Now, I would still get sick and land in the hospital but I no longer self-loathed. I didn’t feel the guilt attached to the hospital stays. I had increased the frequency of my Remicade and I started on a small dose of daily opioids and that helped immensely with achieving remission. I still had the frequent bathroom trips; but instead of 40 daily, I was down to 15 daily. Instead of being admitted every 14 days, it was every four months. It was around that time I had decided to have my breast implants removed. I was desperate to find my way to “my” healthy.
Once I retrained my mind, I knew if something or someone caused me stress, it needed to be eliminated.
Now, my diet was clean, I’m training at the gym daily, my friends are positive, my faith is strong, so I started to live by the 4 Fs; “Faith, fitness, fortitude.” And if you don’t like it, you can F off. (that’s the fourth F.)
I started to go out more. I was no longer accompanied by a large shawl that only an elderly lady would wear. I loved who I was becoming. And I knew it was just going to get better.

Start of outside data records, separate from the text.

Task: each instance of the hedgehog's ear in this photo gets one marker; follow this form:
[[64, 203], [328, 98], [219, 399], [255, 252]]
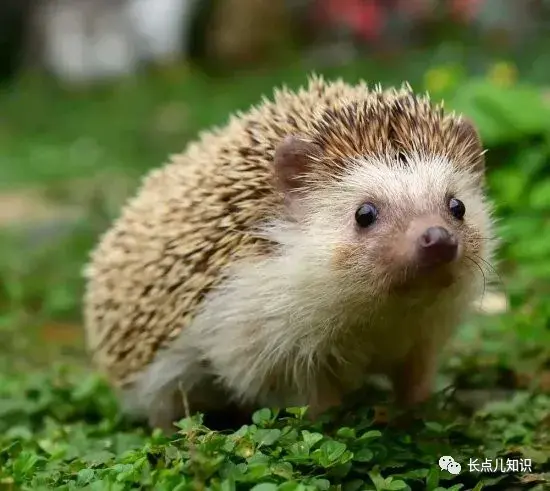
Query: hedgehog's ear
[[292, 159], [469, 137]]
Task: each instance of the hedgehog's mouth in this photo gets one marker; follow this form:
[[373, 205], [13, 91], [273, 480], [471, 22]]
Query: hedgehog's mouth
[[416, 277]]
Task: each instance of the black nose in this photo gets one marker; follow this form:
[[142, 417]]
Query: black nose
[[437, 245]]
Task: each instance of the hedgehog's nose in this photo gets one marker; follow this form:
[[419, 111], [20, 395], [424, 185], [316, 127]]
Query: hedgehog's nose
[[437, 245]]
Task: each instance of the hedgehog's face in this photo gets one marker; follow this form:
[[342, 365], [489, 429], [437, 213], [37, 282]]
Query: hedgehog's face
[[417, 223]]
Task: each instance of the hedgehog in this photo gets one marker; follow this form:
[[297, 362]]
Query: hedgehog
[[327, 234]]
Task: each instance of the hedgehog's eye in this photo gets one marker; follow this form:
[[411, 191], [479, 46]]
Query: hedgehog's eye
[[457, 208], [366, 215]]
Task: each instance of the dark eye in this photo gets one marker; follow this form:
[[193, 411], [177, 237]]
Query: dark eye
[[366, 215], [457, 208]]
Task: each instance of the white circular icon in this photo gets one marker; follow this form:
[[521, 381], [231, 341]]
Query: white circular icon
[[449, 464]]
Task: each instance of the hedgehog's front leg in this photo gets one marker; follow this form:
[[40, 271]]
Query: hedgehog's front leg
[[413, 378]]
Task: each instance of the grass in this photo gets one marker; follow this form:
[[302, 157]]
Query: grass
[[74, 157]]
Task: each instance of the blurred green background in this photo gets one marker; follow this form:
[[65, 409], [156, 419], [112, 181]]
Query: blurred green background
[[73, 149]]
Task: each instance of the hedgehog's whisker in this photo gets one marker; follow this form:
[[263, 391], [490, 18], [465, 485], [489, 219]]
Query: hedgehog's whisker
[[493, 270], [482, 274]]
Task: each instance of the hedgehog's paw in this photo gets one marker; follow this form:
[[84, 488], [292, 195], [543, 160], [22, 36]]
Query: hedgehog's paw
[[413, 380]]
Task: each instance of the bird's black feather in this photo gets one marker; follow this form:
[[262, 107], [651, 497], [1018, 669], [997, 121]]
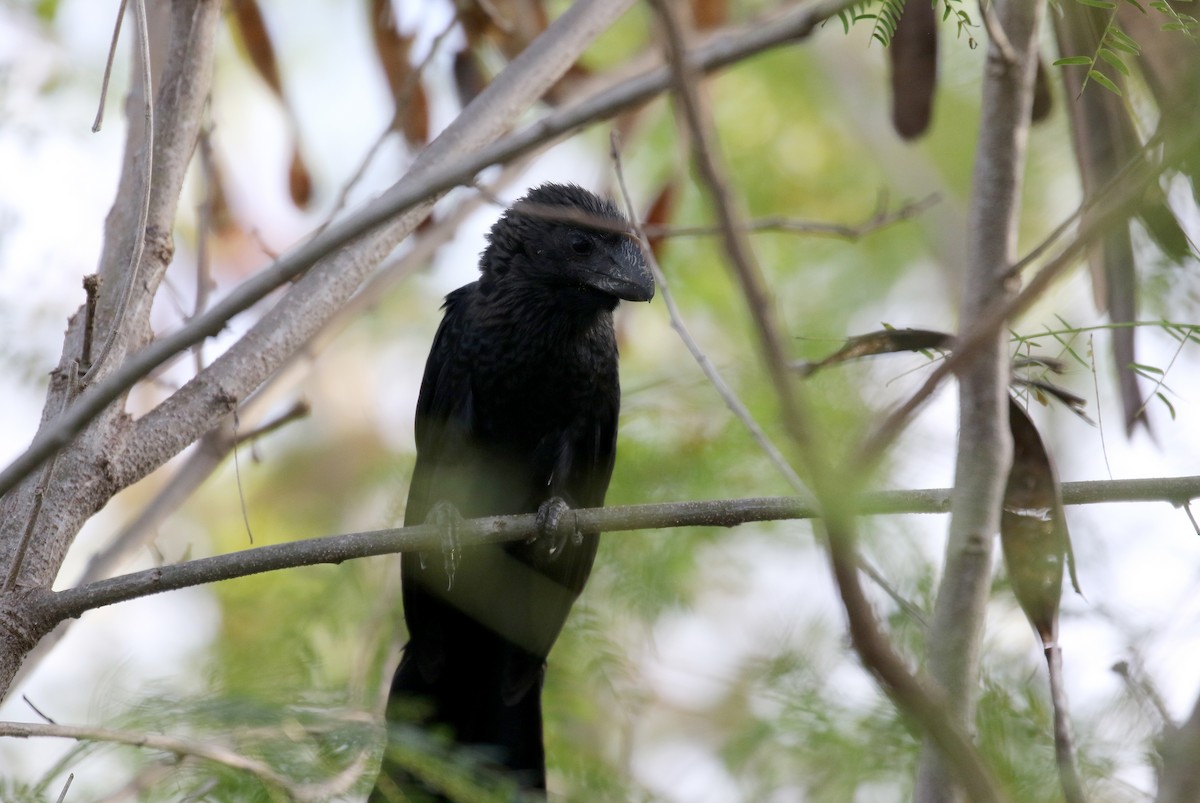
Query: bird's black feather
[[517, 406]]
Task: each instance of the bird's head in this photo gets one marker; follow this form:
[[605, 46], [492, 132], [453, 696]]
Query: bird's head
[[565, 238]]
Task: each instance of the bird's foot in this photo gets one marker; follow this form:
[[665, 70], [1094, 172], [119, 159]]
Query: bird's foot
[[553, 532], [447, 519]]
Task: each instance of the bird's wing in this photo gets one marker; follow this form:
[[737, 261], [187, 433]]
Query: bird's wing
[[444, 412]]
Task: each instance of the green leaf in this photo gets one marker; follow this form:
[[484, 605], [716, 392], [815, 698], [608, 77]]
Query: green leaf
[[1121, 41], [1115, 60], [1103, 81]]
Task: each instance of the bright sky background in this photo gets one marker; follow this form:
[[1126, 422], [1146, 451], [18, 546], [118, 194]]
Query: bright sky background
[[57, 180]]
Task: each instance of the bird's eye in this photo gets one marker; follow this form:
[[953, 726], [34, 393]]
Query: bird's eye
[[582, 245]]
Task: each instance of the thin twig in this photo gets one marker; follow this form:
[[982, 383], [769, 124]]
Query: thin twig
[[129, 281], [66, 787], [299, 409], [996, 34], [108, 66], [1063, 738], [714, 377], [37, 711], [204, 231], [838, 231], [237, 471]]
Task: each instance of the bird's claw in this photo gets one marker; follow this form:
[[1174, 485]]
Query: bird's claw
[[552, 534], [447, 519]]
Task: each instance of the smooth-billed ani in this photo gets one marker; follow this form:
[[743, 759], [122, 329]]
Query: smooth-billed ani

But there’s one factor that you can’t get away from when you’re a person with Crohn’s and a patient advocate: COMPLAINING!!For me, complaining is wasted energy but it’s rampant in the pain community.
When I created the Don’t Punish Pain Rally movement, there were several obstacles that would stunt my “mental growth.” There’s a massive amount of negativity and complaining in the pain community. I needed to find a good place where I could be a presence, help effect change, but block the negativity. That’s where my lifestyle would be my saving grace. You see, when you create an amazing lifestyle, even with Crohn’s Disease, those negative forces can’t take you down.
Two days ago, we celebrated the second Don’t Punish Pain Protest. We organized 80 protests. My training never stopped but my diet definitely isn’t as clean as I would like it to be.
Many people believe dieting is difficult. It starts off as a diet but it leads into a lifestyle. Training daily, praying daily, eating clean, surrounding myself with good people, those are all pieces to being the best that I can be. But you must find the pieces to be the best that you can be.
Be good to your body. Be good to your soul. Be good to your illness.